First, where are you from and what led you to attend Notre Dame for your Bachelor's degree? Why did you decide to pursue a political science degree?
I grew up in Westchester County, NY about an hour north of New York City. I knew I wanted to go to a school where I could focus on my academic interests. My grandfather, who lives outside of Chicago, suggested I visit Notre Dame and when I did, I fell in love with the school. Beyond the beautiful campus, the students I interacted with really made it clear how wonderful the school is.
Initially, I intended on being a pre-med and history major, but I quickly decided that being a doctor wasn't the right path for me. I toyed with the idea of many other majors, but what remained constant was my interest in history. I took Professor John Deak’s and Professor Sebastian Rosato's co-taught history and political science course "Europe at War" during my first semester at Notre Dame. Beyond being a fantastic course complete with plenty of witty banter between the two professors, it also introduced me to political science as a discipline and I realized that it was the field I wanted to pursue. Taking Professor Lindley's course on "U.S. Foreign Policy" the next year cemented that political science was what I wanted to study, and I never looked back.
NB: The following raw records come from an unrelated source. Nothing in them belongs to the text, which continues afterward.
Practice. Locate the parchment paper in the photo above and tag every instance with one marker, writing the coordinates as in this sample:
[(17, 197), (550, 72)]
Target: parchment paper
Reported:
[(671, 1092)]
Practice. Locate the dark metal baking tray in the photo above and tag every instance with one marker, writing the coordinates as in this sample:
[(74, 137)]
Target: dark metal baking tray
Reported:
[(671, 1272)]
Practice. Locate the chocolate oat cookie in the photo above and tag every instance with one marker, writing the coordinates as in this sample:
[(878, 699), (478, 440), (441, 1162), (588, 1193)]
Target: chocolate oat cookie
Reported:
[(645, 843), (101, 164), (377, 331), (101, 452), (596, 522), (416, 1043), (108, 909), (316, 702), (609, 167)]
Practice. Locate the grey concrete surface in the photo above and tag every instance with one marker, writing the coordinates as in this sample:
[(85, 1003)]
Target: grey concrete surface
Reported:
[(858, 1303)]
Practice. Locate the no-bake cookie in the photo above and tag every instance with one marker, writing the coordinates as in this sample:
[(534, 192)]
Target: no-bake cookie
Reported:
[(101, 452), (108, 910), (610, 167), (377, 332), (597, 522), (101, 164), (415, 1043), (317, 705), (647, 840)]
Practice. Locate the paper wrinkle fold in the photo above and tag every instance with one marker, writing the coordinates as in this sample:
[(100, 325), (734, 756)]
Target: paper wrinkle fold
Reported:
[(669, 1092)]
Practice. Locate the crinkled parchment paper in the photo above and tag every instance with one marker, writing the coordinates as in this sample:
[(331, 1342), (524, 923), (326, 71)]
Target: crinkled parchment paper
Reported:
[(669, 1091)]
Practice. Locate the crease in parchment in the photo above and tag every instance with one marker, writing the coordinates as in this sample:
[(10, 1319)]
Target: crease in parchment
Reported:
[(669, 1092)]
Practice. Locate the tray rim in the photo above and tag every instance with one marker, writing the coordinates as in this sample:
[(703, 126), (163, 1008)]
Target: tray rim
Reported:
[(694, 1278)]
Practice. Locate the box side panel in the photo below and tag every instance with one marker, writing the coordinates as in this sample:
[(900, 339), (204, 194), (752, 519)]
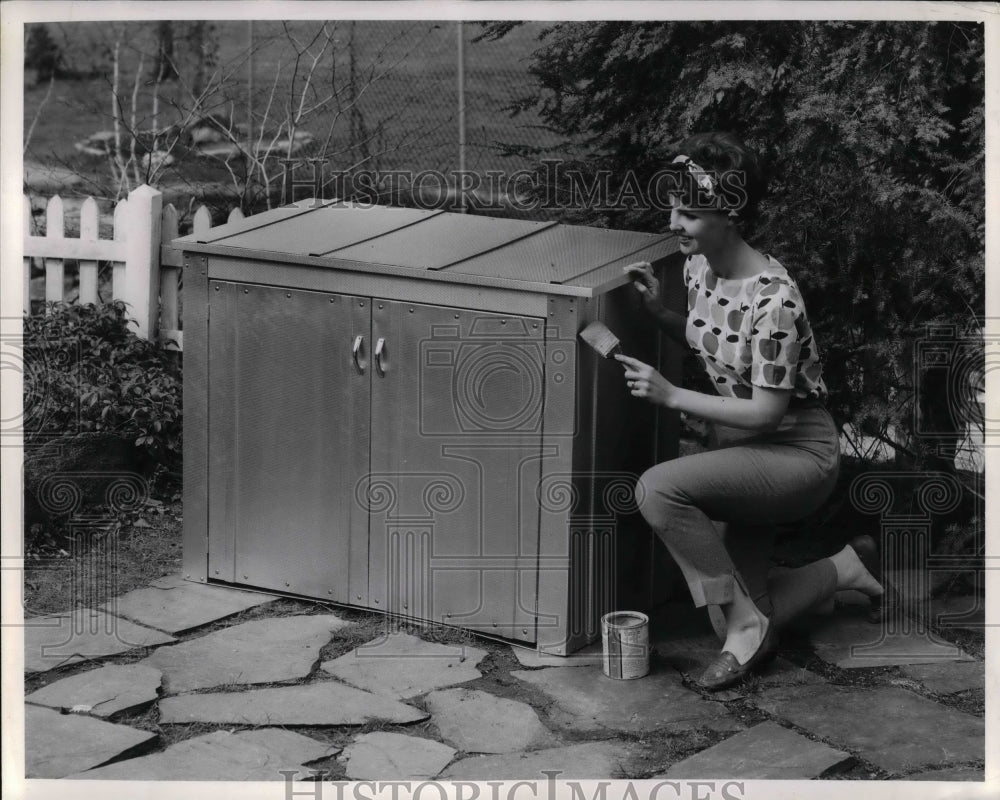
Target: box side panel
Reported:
[(562, 618), (195, 397)]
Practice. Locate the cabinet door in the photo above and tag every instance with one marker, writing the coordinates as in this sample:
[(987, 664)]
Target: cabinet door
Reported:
[(288, 440), (456, 439)]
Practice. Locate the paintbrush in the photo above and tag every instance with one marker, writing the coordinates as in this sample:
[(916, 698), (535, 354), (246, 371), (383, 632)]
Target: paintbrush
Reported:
[(601, 339)]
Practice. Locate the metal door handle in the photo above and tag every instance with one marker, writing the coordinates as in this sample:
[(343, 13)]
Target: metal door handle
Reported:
[(379, 351), (356, 352)]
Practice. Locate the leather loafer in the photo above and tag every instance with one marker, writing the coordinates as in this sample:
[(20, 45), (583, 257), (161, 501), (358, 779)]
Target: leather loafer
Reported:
[(883, 606), (726, 671)]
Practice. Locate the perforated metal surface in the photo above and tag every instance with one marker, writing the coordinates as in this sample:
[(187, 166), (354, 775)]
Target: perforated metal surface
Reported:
[(456, 248), (323, 229), (439, 241), (556, 255)]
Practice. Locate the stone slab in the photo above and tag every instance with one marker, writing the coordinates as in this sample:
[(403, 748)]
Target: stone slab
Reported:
[(57, 745), (589, 656), (849, 641), (950, 774), (782, 672), (688, 654), (175, 605), (60, 639), (966, 612), (765, 752), (890, 727), (261, 651), (395, 756), (948, 678), (478, 722), (573, 762), (587, 700), (404, 666), (258, 755), (103, 691), (322, 703)]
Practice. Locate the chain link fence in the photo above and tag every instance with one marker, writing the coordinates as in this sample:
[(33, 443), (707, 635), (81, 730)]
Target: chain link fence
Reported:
[(217, 107)]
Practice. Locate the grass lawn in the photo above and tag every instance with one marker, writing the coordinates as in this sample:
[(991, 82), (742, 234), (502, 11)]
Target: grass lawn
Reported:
[(405, 76)]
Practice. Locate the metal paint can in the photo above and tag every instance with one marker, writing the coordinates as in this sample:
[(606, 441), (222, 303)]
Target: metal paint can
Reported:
[(625, 636)]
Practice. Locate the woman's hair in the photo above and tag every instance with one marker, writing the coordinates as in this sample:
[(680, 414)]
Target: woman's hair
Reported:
[(716, 170)]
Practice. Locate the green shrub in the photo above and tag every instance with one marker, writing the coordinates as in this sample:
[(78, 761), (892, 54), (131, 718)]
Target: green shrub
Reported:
[(86, 371)]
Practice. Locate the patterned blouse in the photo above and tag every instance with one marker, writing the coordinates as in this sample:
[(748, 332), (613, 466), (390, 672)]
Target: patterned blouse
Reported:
[(752, 331)]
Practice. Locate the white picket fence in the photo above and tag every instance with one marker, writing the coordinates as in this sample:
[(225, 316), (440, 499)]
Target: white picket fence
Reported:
[(146, 272)]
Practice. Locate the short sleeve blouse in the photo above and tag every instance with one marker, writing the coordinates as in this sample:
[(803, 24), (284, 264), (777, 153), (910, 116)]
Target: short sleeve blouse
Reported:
[(752, 331)]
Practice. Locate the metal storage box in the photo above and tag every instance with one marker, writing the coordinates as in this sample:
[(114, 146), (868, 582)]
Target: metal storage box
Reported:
[(390, 408)]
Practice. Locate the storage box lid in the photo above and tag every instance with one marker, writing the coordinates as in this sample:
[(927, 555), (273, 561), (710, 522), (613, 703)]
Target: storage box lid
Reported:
[(452, 247)]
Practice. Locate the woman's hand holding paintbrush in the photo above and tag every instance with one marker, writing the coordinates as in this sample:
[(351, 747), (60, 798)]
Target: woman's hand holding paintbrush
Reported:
[(642, 380)]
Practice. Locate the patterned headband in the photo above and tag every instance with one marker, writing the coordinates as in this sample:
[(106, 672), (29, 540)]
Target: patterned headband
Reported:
[(705, 180), (700, 175)]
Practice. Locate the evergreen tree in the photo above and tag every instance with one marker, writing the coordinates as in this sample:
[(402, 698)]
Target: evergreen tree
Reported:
[(872, 137)]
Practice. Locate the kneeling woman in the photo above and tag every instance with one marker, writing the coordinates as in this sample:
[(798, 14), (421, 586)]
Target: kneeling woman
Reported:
[(777, 453)]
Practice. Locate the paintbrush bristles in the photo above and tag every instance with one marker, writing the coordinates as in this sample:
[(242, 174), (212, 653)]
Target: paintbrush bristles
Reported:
[(601, 339)]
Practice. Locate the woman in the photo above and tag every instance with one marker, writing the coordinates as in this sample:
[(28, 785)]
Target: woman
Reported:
[(777, 449)]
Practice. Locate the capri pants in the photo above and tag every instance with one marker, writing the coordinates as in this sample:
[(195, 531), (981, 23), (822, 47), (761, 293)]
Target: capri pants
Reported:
[(748, 484)]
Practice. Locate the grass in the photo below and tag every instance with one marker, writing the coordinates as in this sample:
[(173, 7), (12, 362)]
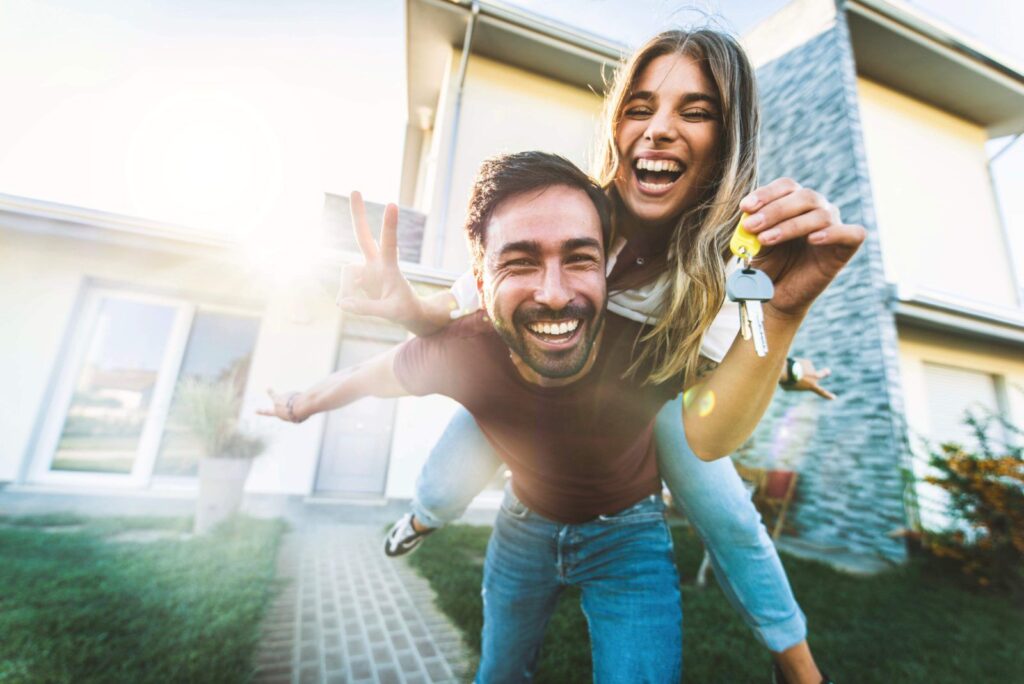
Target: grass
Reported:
[(76, 606), (914, 624)]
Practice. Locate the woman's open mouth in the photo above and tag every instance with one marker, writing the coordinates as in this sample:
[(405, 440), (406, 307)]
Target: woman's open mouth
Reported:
[(655, 176), (555, 333)]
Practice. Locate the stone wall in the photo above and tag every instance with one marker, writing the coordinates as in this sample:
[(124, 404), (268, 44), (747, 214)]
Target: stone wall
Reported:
[(850, 452)]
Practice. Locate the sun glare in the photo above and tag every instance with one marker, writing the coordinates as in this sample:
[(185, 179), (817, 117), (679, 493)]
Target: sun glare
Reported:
[(205, 160)]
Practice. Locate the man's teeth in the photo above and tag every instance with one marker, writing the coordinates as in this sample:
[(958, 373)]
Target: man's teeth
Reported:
[(658, 165), (555, 328)]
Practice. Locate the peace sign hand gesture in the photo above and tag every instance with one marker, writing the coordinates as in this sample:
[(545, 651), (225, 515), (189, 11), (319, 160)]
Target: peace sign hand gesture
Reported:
[(377, 287)]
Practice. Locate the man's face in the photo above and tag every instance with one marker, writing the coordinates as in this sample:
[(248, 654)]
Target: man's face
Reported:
[(543, 280)]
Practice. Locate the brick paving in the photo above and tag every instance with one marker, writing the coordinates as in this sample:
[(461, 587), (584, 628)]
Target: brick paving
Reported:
[(348, 614)]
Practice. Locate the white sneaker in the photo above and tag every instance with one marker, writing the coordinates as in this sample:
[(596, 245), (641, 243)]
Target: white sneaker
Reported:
[(402, 538)]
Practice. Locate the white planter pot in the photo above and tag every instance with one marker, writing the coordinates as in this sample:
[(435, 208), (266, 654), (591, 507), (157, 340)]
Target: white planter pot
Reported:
[(221, 482)]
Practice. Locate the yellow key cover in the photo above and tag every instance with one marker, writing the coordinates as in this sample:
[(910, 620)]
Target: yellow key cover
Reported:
[(743, 245)]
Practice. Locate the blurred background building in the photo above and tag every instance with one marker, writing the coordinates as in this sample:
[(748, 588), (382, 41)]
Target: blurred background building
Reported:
[(886, 111)]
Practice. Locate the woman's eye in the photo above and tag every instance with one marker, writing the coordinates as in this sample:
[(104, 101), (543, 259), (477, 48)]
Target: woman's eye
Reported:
[(698, 115)]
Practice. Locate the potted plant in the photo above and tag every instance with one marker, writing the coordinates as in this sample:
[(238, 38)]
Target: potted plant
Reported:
[(210, 410)]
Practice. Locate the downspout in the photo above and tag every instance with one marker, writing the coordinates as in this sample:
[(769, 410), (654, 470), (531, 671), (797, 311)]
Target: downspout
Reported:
[(457, 111), (1008, 242)]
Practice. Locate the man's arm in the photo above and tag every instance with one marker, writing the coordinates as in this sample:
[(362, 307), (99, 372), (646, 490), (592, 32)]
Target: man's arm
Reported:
[(373, 378), (377, 287)]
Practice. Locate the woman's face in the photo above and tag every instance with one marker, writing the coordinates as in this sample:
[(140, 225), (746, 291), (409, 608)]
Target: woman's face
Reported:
[(668, 139)]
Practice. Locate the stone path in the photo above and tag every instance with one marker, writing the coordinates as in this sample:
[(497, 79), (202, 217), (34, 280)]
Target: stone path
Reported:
[(349, 614)]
How did you discover NDISC? What about the program spoke to you, ultimately leading you to earn the certification?
Professor Lindley first introduced me to NDISC my sophomore year during the U.S Foreign Policy course, before the NDISC undergraduate fellowship program had fully taken shape. As part of the course, we were encouraged to attend NDISC lectures.
I connected to the material being discussed having always had an interest in international security—my grandfather is a Marine veteran who served in Vietnam, and he and his service have always been an influence in my life. Having grown up close to New York City, 9/11 also influenced who I am. So, when the certificate program was developed, I knew it was something I wanted to be a part of and applied with the encouragement of Professor Lindley.
You interned in the House Committee on Armed Services, then after graduating, you went back there full-time. How would you describe your role there?
I was lucky enough to have an internship with HASC the summer after my junior year. My senior year, a mentor of mine reached out to tell me he was leaving HASC to begin a new job. He encouraged me to apply for his role as the Policy Clerk on HASC and I did, and started the role soon after graduation. As the Policy Clerk, I worked directly with the policy team on matters relating to international security. I assisted the professional staff members with their work, serving as a cross between a research assistant and an administrative assistant. A large part of my responsibilities was helping to coordinate hearings and briefings for the full committee and supporting the creation of the National Defense Authorization Act each year.
You're now the Associate Director of Research and Analysis at the Defense Panel of the Special Competitive Studies Project. How do you apply what you know about both political science and International Security in your current role?
My current role, more than any previous role, has prompted me to refer to the materials I was first introduced to through my political science and NDISC education. Our project calls for a strong knowledge of the fundamentals of strategy, and the relevant literature which I gained from my time as a political science major and NDISC fellow.
What would you tell a first-year student at Notre Dame who is considering enrollment in NDISC?
Enroll! In NDISC, I found the support and encouragement I needed to begin a career I love, the knowledge and experiences I rely on, and friendships that have lasted long after my time in the program. Also, reach out to the NDISC alums, we're out here doing cool stuff and would love to talk and help any way we can!